Reequipamento e descarbonização da frota artesanal

A pesca artesanal representa a subsistência direta de milhares de famílias ao longo das costas de Santiago, São Vicente, Sal e Boa Vista. No entanto, o envelhecimento das embarcações de madeira e a dependência de combustíveis fósseis oneravam os custos de operação e limitavam o raio de ação dos pescadores. O novo programa de modernização introduz embarcações em fibra de vidro equipadas com motores elétricos ou hídricos de alta eficiência, sistemas de navegação GPS de baixo consumo e urnas isotérmicas avançadas para conservação do peixe em alto-mar.

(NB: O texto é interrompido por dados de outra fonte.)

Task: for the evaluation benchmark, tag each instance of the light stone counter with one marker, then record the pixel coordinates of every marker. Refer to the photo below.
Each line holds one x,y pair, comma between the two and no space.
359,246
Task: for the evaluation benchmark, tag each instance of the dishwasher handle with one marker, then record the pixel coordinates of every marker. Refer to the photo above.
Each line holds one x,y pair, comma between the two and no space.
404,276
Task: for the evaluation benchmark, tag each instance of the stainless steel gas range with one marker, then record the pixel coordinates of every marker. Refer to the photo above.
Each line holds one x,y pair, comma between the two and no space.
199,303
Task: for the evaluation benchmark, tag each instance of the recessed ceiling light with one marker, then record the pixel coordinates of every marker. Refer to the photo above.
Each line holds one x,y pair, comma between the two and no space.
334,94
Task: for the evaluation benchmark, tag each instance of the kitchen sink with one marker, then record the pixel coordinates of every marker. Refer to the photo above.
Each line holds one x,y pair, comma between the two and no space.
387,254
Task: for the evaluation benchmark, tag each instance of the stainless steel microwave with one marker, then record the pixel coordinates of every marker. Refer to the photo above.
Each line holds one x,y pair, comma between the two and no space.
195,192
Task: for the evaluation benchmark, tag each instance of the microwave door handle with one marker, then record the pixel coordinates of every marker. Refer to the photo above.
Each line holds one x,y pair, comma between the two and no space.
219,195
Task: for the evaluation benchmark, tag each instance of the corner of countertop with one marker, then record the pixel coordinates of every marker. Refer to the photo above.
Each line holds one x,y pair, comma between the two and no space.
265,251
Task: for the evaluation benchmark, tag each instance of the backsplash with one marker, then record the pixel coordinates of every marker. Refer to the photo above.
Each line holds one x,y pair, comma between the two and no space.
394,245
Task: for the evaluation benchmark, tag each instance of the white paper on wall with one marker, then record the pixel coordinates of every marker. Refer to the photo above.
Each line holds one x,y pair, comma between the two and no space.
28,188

Esta transição não apenas reduz a pegada de carbono do setor, mas garante que o pescado chegue aos mercados e às unidades de processamento com padrões de frescura e qualidade superiores, permitindo aos pescadores locais praticar preços mais justos e valorizar o produto final junto do setor hoteleiro e de exportação.

Combate à pesca Ilegal, Não Declarada e Não Regulamentada (INN)

A imensidão da ZEE cabo-verdiana representou historicamente um desafio crítico de fiscalização, tornando as águas territoriais vulneráveis a frotas industriais estrangeiras não autorizadas. Para estancar a perda de biomassa marinha, a Guarda Costeira e a Inspeção Geral das Pescas reforçaram o centro de controlo com a integração de dados de vigilância por satélite, radares costeiros de alta precisão e patrulhamento por drones autónomos de longo alcance.

Paralelamente, a obrigatoriedade de instalação de transpondedores VMS (Vessel Monitoring System) em todas as embarcações industriais a operar na região permite acompanhar em tempo real o percurso dos navios, desencorajando o arrasto ilegal em zonas de reprodução de espécies protegidas e garantindo a preservação das unidades populacionais de atum e peixe-pedra.

Complexos de frio e unidades de processamento comunitárias

Outro gargalo histórico da cadeia de valor da pesca em Cabo Verde era a perda pós-colheita devido à degradação rápida do peixe em dias de grande captura. A criação de uma rede nacional de complexos de frio movidos a energia solar fotovoltaica nas principais comunidades piscatórias veio resolver esta assimetria. Zonas como Tarrafal de Santiago, Pedra de Lume e Ribeira da Barca contam agora com capacidade de congelação rápida e fabrico de gelo a custos acessíveis.

Associadas a estes complexos, foram criadas cooperativas de mulheres transformadoras de peixe, que receberam formação em técnicas modernas de embalamento em vácuo, secagem higiénica e rastreabilidade sanitária. Esta capacitação permitiu introduzir produtos de aquicultura e pesca local em redes de supermercados e rotas de exportação regional para a África Ocidental.

Investigação oceânica e certificação de sustentabilidade

O sucesso de uma economia marítima assenta no conhecimento científico. O Instituto do Mar (IMar) intensificou as campanhas de prospeção biológica a bordo do navio de investigação nacional, avaliando o estado dos stocks haliêuticos e monitorizando o impacto das alterações climáticas na temperatura e acidificação das águas do arquipélago.

Os dados recolhidos servem de base para a fixação de quotas anuais de captura responsáveis e para a obtenção de certificações internacionais de pesca sustentável (como o selo MSC). Estas certificações abrem as portas dos mercados europeus e norte-americanos ao pescado cabo-verdiano com uma margem de valorização significativamente superior, consolidando a marca "Cabo Verde Sea Product" como sinónimo de qualidade ambiental e responsabilidade social.